A mediados del siglo XVIII, los Rohan se enroscaron en el
corazón de la Corte. Charles de Rohan, príncipe de Soubise era uno de los
favoritos de Luis XV y su maîtresse en titre, Madame de
Pompadour. Soubise no era popular: Voltaire lo llamo “un pequeño llorón mocoso
con tacones rojos”- tampoco fue particularmente hábil: después de la desastrosa
Batalla de Rossbach durante la Guerra de los Siete Años, supuestamente vagó por
el campo de batalla con una linterna en busca de los restos de su
ejército. Pero compartía con el rey una profunda preocupación por la educación
en el colchón de los cantantes de ópera adolescentes y, a pesar de sus
vergüenzas militares, se le concedió el título de mariscal de Francia y fue
elevado al consejo del rey. La religiosa hermana de Soubise, la condesa de
Marsan, había sido nombrada institutriz de los hijos de Francia, a cargo de la
educación de los nietos de Luis XV (los futuros Luis XVI, Luis XVIII y Carlos
X). Cuando el delfín, el padre de los niños, murió de tisis a la edad de
treinta y seis años en 1765, Marsan se convirtió en el responsable de moldear
el carácter del próximo rey del país.
El príncipe Louis de Rohan nació el 25 de septiembre de
1734, el sexto hijo del matrimonio mixto de dos ramas de la familia Rohan,
Guéméné y Soubise. Su padre, Hércules Mériadec, príncipe de Guéméné, fue
descrito como “el animal más oscuro y brutal que uno podría encontrar”, y se
había desenrollado en la locura cuando Louis emergió. El joven príncipe
estaba destinado a una carrera en la Iglesia: a la precoz edad de diecinueve
años, fue creado canónigo en el cabildo catedralicio de Estrasburgo, gracias al
mecenazgo de su tío abuelo, el obispo. Un compañero en su seminario
parisino, el filósofo Abbé Morellet, lo recordaba como “altivo,
desconsiderado, irrazonable, derrochador, no muy agudo, voluble en sus gustos y
sus amistades”. Pero ni en el seminario oratoriano de Saint-Magloire ni
más tarde en la Sorbona se cultivó la piedad o la castidad. Cuando el tío
de Louis, Louis Constantin de Rohan, fue ungido obispo de Estrasburgo en 1756,
inmediatamente solicitó que Louis fuera nombrado coadjutor, una especie de
príncipe heredero eclesiástico cuya sucesión a la sede estaba
garantizada.

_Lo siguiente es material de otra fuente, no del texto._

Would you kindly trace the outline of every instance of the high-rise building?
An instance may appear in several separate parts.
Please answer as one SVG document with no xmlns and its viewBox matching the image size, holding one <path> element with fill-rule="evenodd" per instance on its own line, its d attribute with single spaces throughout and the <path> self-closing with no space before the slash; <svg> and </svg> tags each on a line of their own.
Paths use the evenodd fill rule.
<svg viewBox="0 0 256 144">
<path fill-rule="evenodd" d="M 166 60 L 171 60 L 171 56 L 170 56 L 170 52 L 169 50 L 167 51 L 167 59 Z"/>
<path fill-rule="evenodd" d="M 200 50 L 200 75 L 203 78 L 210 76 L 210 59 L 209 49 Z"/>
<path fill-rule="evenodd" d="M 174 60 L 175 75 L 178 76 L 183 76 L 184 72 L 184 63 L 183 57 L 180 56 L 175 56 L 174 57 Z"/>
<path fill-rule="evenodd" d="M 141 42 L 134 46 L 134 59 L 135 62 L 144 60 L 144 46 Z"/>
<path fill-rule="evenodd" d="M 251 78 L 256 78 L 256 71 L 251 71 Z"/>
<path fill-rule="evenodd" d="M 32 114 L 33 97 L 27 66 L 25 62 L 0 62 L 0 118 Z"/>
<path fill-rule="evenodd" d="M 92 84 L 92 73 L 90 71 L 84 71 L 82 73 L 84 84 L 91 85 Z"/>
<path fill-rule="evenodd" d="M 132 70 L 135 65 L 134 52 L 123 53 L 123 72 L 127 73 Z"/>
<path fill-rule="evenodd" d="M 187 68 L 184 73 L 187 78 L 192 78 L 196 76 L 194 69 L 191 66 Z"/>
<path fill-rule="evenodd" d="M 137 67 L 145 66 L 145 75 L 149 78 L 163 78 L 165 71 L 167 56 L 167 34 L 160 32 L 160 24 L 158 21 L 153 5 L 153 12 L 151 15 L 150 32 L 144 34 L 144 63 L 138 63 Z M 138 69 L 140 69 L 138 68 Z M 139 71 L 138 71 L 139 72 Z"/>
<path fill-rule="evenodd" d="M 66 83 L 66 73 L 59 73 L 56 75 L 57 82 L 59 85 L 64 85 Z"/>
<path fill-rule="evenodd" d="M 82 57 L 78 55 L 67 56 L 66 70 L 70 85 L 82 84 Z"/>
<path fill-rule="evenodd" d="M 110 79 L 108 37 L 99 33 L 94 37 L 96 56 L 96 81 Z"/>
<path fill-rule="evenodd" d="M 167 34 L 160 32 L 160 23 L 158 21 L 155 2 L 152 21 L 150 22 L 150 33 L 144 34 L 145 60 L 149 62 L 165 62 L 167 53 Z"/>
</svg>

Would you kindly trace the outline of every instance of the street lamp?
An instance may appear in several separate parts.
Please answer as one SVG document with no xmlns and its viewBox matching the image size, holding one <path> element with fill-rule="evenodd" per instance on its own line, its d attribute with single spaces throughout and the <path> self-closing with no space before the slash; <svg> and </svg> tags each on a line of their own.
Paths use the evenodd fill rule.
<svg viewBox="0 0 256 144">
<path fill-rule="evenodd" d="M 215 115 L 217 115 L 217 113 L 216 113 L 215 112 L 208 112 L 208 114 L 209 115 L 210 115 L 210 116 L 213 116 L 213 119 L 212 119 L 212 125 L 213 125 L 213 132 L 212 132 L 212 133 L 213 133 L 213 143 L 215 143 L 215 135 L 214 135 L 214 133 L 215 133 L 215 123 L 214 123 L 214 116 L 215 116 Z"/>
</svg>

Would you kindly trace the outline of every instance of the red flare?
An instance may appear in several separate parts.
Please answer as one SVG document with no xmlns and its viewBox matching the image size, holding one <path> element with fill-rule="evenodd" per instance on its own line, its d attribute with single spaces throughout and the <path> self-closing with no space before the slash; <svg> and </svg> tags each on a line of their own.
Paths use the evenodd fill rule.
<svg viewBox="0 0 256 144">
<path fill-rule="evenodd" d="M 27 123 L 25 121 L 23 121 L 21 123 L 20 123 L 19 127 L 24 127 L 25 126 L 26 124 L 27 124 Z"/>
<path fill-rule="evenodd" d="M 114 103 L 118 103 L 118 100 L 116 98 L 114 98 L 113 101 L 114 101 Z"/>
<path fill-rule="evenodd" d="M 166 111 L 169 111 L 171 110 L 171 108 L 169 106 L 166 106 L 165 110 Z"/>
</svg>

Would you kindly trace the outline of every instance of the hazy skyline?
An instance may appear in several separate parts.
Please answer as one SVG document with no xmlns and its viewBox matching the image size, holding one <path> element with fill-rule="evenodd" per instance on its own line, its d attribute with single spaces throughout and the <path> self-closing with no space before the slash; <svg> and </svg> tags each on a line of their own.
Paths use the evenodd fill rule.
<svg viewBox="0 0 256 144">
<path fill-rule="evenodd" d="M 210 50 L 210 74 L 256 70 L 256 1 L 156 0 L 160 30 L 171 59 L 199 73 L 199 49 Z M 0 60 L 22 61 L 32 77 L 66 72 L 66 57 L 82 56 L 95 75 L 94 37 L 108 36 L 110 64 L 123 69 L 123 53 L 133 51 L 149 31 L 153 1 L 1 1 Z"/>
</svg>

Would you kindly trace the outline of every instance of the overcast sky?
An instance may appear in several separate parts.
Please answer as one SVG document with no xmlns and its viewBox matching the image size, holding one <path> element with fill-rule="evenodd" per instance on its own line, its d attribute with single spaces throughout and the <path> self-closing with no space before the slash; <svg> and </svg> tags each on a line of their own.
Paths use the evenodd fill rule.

Louis era el cuarto Rohan consecutivo en llevar la mitra en
Alsacia.
Impecablemente educado, todavía delgado, con cabello rubio
cuidadosamente peinado y ojos oscuros y llenos que brillaban bajo los párpados
suavemente caídos, Louis se deslizó a través de la sociedad
parisina. Incluso cuando su cabello se volvió más blanco y su frente se
elevó más y brilló como una bola de billar, su rostro nunca perdió su franqueza
rubicunda, regordeta y juvenil. Encantó a todos los que conoció y acumuló
un panteón de amantes, incluido su propia prima.
En el salón de Madame
Geoffrin, uno de los más brillantes de París, Louis se mezcló con escritores,
filósofos y políticos en ascenso. No se dejó intimidar por las mentes
centelleantes que lo rodeaban, incluso si no mostraba un brillo particular por
su cuenta. El enciclopedista e historiógrafo de Francia
Abbé Marmontel lo recordaba como “atrevido, despistado, bondadoso, ingenioso en
competencia con los de una estación comparable a la suya”. En estos
círculos descubrió el materialismo de Diderot y Helvétius, aunque las
acusaciones posteriores de que era ateo estaban equivocadas: Louis estaba
fascinado por el experimento científico y se convirtió en el patrón de los
teístas masónicos, pero igualmente sintió el tirón de la tradición de su
familia como defensores de la única Iglesia verdadera, y se opuso a la
publicación de las obras completas de Voltaire como una “fragua de impiedad en
la que uno podría soldar nuevas armas contra la religión”.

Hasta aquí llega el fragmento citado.